Thursday, December 24, 2009

Scalable video coding (SVC) to impact global videoconferencing market

HACKENSACK, USA: Wainhouse Research has released its latest study, "H.264 SVC: A Technical Assessment," an independent view of the Scalable Video Coding (SVC) standard, ratified in late 2007 whose benefits are gaining recognition and acceptance in multiple segments of the videoconferencing and unified communications markets.

The report contrasts H.264 SVC with the preceding H.264 (AVC) Baseline Profile used for many years in traditional videoconferencing systems. Conclusions were based on side-by-side comparisons of a variety of videoconferencing devices and analysis of architecture and coding aspects.

“When properly implemented, an SVC-based video conferencing solution offers many benefits including decreased latency, enhanced video quality, significantly improved network error tolerance, decreased costs and more,” said Andrew W. Davis, Senior Analyst, Wainhouse Research. “SVC is a more versatile encoding method than any of its predecessor algorithms and we believe it will eventually be supported by all videoconferencing vendors.”

In particular, the Wainhouse paper indicates that an H.264 SVC system can provide:
* Equal video quality over non-lossy networks.
* Dramatic improvements in the ability to host high quality, artifact-free video calls on lower cost, loss-prone IP networks, including the Internet.
* Noticeable and measurable shorter delays (and higher interactivity) on both point-to-point calls and multipoint calls between H.264 SVC-compliant systems.
* Impressive reduction in the cost of infrastructure hardware to support multipoint.
* Ability to support video calls between endpoints with widely varying processor power and network performance characteristics.

“One of the primary ‘take-aways’ from this report is that Enterprise as well as SMB customers need to exercise caution before investing in a videoconferencing solution based on an architecture that could soon be obsolete,” said Marty Hollander, Senior VP of Marketing at Vidyo.

“Video conferencing is a nascent market and we’re on the cusp of the next generation architecture.
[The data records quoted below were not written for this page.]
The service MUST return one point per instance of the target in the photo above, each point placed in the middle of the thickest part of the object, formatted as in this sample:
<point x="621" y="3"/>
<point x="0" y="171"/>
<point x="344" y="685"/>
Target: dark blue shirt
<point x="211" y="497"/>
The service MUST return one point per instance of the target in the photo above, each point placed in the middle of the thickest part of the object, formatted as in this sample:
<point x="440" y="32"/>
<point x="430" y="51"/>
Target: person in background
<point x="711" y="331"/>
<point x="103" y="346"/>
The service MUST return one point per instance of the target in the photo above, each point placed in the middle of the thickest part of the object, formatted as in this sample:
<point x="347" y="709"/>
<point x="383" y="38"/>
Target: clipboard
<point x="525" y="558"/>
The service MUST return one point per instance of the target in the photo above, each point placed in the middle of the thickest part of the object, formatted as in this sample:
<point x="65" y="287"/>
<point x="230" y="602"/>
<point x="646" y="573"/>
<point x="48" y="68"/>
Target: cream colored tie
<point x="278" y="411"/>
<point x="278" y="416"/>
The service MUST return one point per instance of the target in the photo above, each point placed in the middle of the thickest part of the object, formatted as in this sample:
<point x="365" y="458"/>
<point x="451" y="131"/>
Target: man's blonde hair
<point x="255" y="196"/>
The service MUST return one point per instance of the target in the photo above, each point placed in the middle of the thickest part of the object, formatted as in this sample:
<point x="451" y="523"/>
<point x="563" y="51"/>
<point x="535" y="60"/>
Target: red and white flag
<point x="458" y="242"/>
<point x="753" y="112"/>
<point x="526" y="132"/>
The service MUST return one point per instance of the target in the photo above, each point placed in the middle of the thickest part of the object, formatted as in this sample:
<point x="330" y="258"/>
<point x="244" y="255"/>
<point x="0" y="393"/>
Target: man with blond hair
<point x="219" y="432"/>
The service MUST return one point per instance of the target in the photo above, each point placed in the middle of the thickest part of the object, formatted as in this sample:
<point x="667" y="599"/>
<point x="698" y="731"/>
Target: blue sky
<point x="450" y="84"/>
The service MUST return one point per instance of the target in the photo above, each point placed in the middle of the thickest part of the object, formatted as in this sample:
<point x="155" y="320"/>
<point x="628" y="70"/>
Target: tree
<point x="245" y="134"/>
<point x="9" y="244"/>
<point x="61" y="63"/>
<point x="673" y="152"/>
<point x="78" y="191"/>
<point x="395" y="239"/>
Investing in non-SVC-based traditional solutions at this point in time would be like deploying fax machines on traditional telephone networks at the time that email was becoming prevalent to all on standard IP networks.”

Vidyo built its unique architecture from the ground up, leveraging what was then the new video compression standard, and was the first company to launch SVC-based videoconferencing technology and products, shipping its end-user solution in March of 2008.

Since H.264 SVC enables a video stream to be broken into multiple resolutions, quality levels and bit rates, Vidyo utilized this capability, integrating it with its own intellectual property to create a new architecture for multipoint videoconferencing.

VidyoTechnology offers unprecedented error resiliency, eliminating the central component of legacy video conferencing—the Multipoint Control Unit (MCU)—and replacing it with a distributed architecture using an application layer router.

VidyoConferencing was the first video multipoint solution that could deliver rate matching and continuous presence capabilities without an additional video encode and decode. This unique capability allows for less than half of the end-to-end latency of MCU-based solutions. Because there is no MCU encoding and decoding bottleneck, there is no resulting latency introduced on VidyoConferences.

“Vidyo is a visionary and technology leader in enterprise-ready desktop video conferencing,” said Davis. “They have developed a patented, potentially disruptive, next generation architecture that leverages the new SVC standard to deliver impressive video quality under unmatched network conditions. We believe other companies will follow Vidyo’s early lead to move to SVC-based video conferencing because of the resulting improvements in conferencing quality, ease of deployment, and reduced communications costs.”